Peki güç yetilemeyecek bir kötülüğe karşı güçsüz iyiler ne yapabilir. Yahut sözün bugüncesi, günümüz Yaşar Usta’ları ne yapmalıdır?
Bunun da cevabını veriyor Yaşar Usta, önce bir arada durmak, dayanmak, sabretmek, dik durmak!
-Ama şunu iyi bil, ne oğluma ne de gelinime hiç bir şey yapamayacaksın. Yıkamayacaksın, dağıtamayacaksın, mağlup edemeyeceksin bizi. Çünkü biz birbirimize parayla pulla değil, sevgiyle bağlıyız. Bizler birbirimizi seviyoruz. Biz bir aileyiz. Biz güzel bir aileyiz. Bunu yıkmaya senin gücün yeter mi sanıyorsun. Dokunma artık aileme. Dokunma çocuklarıma. Dokunma oğluma. Dokunma gelinime…
Kemal Kılıçdaroğlu’nun Adalet yürüyüşünde göğsünde askeri okul öğrencisi oğlunun fotoğrafını taşıyan babaydı Yaşar Usta. Belki Yeşilçam filmlerindeki kadar etkileyici değildi cümleleri ama her haliyle şöyle diyordu:
-Bak beyim, Koskoca adamsın, devletin tepesine gelmişsin. Gücün var, makamın var, paran var, pulun var, her şeyin var. Binlerce kişi çalışıyor emrinde.

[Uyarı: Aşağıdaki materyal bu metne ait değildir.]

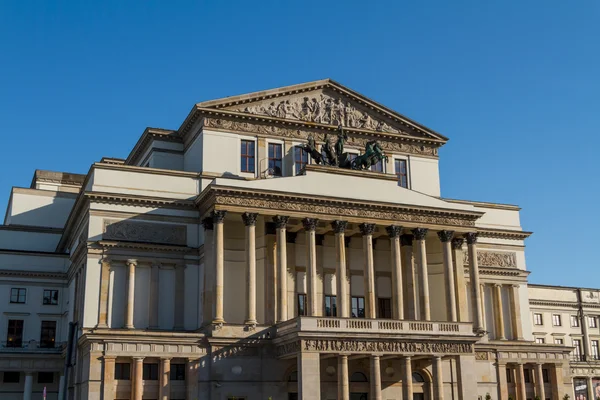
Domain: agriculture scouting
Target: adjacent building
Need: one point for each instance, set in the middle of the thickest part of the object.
(291, 243)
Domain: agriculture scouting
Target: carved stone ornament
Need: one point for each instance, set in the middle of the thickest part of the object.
(494, 259)
(394, 231)
(280, 221)
(310, 224)
(366, 229)
(358, 141)
(339, 226)
(420, 233)
(249, 218)
(375, 346)
(145, 232)
(445, 236)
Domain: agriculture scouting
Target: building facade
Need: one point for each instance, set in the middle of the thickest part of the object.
(291, 243)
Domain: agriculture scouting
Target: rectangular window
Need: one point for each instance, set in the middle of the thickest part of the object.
(358, 307)
(150, 372)
(302, 311)
(14, 338)
(247, 156)
(50, 297)
(18, 295)
(300, 159)
(11, 377)
(385, 308)
(123, 371)
(330, 306)
(402, 172)
(178, 372)
(556, 320)
(48, 335)
(45, 377)
(275, 157)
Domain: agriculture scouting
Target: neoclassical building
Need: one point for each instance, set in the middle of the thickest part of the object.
(286, 244)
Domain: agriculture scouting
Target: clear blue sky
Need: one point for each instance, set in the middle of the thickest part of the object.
(515, 86)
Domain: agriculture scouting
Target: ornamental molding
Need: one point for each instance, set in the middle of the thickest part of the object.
(145, 232)
(223, 198)
(373, 346)
(493, 259)
(356, 138)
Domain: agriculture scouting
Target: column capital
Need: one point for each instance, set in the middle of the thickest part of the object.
(406, 239)
(420, 233)
(457, 243)
(445, 236)
(394, 231)
(280, 221)
(310, 224)
(366, 229)
(218, 216)
(339, 226)
(472, 237)
(249, 218)
(207, 223)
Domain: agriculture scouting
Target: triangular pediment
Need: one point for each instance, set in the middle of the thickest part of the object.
(323, 102)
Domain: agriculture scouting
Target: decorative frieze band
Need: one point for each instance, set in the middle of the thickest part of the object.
(494, 259)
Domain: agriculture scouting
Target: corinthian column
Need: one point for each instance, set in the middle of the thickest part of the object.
(409, 277)
(281, 224)
(218, 218)
(250, 222)
(369, 269)
(310, 225)
(420, 235)
(397, 293)
(130, 294)
(474, 277)
(445, 238)
(339, 228)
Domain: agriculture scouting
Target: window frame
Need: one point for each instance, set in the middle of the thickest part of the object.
(18, 295)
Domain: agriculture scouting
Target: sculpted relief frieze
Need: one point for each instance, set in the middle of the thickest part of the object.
(494, 259)
(146, 232)
(374, 346)
(354, 140)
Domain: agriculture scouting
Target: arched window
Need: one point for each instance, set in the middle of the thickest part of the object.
(417, 378)
(358, 377)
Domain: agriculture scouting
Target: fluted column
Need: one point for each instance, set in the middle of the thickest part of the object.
(343, 384)
(420, 234)
(369, 269)
(460, 283)
(375, 378)
(474, 277)
(104, 289)
(108, 381)
(250, 222)
(281, 225)
(515, 308)
(445, 238)
(130, 294)
(341, 292)
(407, 392)
(164, 386)
(498, 312)
(310, 225)
(218, 218)
(394, 232)
(154, 294)
(410, 294)
(438, 379)
(138, 378)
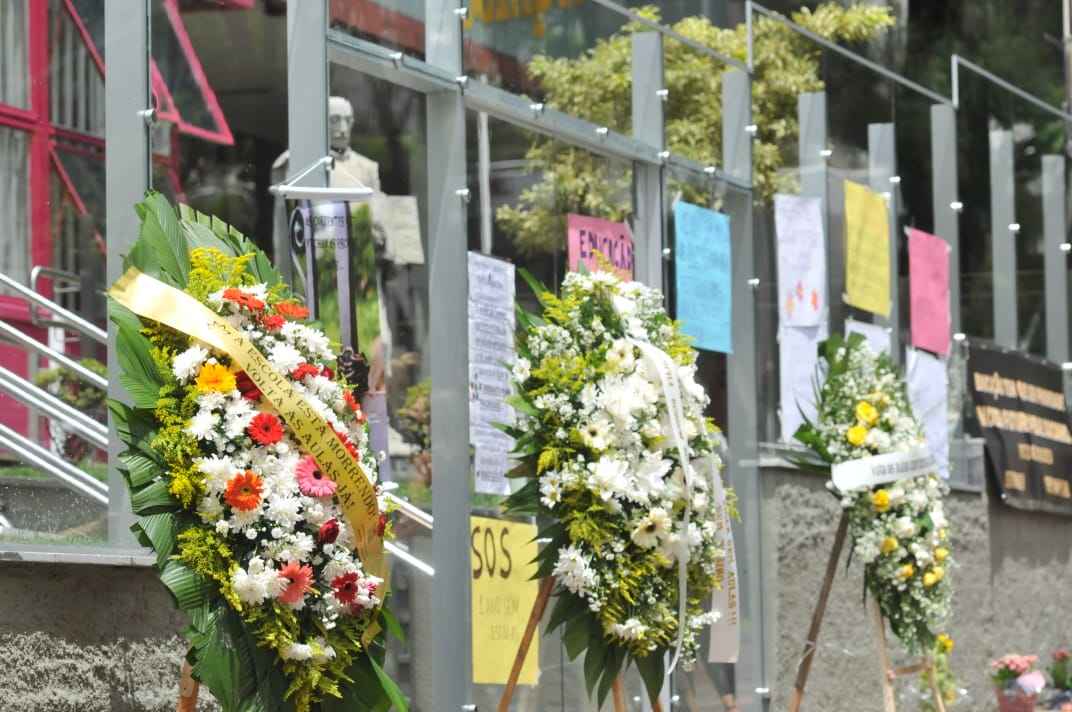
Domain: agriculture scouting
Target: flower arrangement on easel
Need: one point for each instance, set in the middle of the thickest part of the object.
(896, 521)
(623, 472)
(249, 470)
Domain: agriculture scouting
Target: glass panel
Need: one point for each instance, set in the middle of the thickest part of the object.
(15, 204)
(510, 46)
(381, 142)
(228, 175)
(1036, 133)
(395, 24)
(14, 54)
(76, 80)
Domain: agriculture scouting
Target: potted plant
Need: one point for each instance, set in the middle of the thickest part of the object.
(1016, 684)
(1060, 677)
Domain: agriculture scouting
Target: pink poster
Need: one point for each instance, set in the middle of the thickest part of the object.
(928, 290)
(586, 236)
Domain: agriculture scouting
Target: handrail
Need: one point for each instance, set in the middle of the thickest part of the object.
(69, 316)
(23, 390)
(39, 457)
(956, 61)
(19, 338)
(412, 512)
(404, 555)
(833, 46)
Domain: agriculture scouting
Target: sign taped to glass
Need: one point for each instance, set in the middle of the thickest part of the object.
(1021, 412)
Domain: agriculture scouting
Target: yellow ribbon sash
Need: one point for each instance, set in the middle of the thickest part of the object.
(151, 298)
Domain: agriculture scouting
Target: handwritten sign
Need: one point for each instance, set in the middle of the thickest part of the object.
(702, 276)
(503, 593)
(802, 261)
(491, 351)
(586, 236)
(866, 250)
(928, 290)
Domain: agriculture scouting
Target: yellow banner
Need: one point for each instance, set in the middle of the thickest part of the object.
(151, 298)
(503, 593)
(866, 250)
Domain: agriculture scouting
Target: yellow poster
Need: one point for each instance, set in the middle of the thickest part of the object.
(866, 250)
(503, 595)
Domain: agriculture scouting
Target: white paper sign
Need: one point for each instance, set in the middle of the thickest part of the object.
(491, 351)
(802, 261)
(877, 337)
(881, 469)
(798, 358)
(928, 394)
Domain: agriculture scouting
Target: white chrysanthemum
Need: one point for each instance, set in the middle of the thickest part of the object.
(296, 651)
(631, 629)
(185, 365)
(575, 570)
(202, 425)
(284, 357)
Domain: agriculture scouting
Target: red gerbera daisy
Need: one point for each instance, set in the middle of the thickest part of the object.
(265, 429)
(345, 588)
(242, 299)
(328, 532)
(272, 322)
(303, 370)
(247, 387)
(243, 491)
(292, 310)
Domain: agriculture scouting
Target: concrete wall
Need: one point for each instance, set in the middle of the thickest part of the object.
(85, 638)
(1013, 594)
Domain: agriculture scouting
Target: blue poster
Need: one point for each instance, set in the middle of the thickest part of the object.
(703, 276)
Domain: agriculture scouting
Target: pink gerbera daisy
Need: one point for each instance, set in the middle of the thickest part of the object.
(298, 580)
(311, 480)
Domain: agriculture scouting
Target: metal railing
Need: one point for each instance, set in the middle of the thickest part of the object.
(60, 316)
(39, 399)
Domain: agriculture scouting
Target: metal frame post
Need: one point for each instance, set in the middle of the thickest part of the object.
(1003, 239)
(947, 206)
(1054, 257)
(881, 172)
(648, 127)
(743, 426)
(448, 287)
(815, 176)
(127, 179)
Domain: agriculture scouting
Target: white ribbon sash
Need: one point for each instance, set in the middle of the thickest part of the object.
(881, 469)
(725, 631)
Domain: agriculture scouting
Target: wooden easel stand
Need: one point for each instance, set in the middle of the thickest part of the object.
(188, 690)
(820, 610)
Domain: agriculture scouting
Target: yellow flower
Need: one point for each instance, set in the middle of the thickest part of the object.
(216, 377)
(857, 435)
(866, 413)
(880, 501)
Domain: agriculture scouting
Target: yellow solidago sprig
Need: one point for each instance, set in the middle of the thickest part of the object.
(898, 529)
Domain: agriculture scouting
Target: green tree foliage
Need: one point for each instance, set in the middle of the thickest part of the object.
(597, 86)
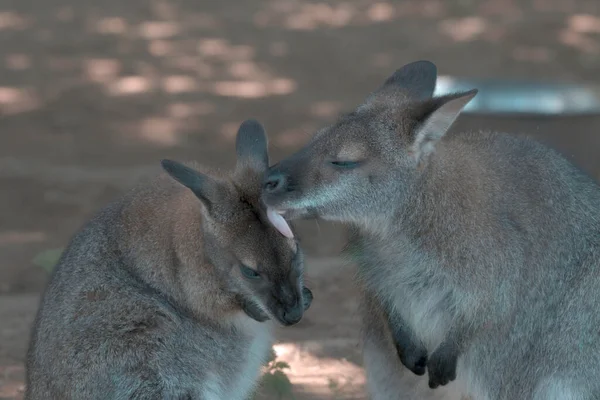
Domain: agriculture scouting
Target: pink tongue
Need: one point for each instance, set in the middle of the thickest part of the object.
(279, 223)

Onlarca, yüzlerce medyan var… Yakışır mı sana masumlarla oynamak. Yakışır mı yalan delillerle temiz insanları hapse attırmak? Yakışır mı bunca günahsızı, çoluğu çocuğu karda kışta sokağa atmak, aç bırakmak, KHK ile ihraç etmek, kendilerine savunmalarına bile imkân vermemek, yakışır mı? Sen değil misin öz kızına bile acımayan, ateşe atan! Ama şunu iyi bil, bize bir şey yapamayacaksın, kanına girdiğiniz sakalı bitmemiş Harbiyeli gençlere, burs verdi diye, kermes düzenledi diye, okul açtı diye terörist yapmaya kalkıştığınız insanlara gücünüz yetmeyecek. Çünkü onlar birbirine menfaatle parayla pulla değil, sevgiyle bağlı. Bizler birbirimizi seviyoruz. Biz bir aileyiz. Biz güzel bir aileyiz. Bunu yıkmaya senin gücün yeter mi sanıyorsun. Dokunma artık aileme. Dokunma çocuklarıma. Dokunma oğluma. Dokunma gelinime, Dokunma masum esnafıma, öğretmenime, memuruma… Yalandan delillerle, uydurma suçlarla onları zindanlara atma!
Sizce günümüzün Fabrikatör Saim Bey’leri bu cümlelerden etkilenir mi?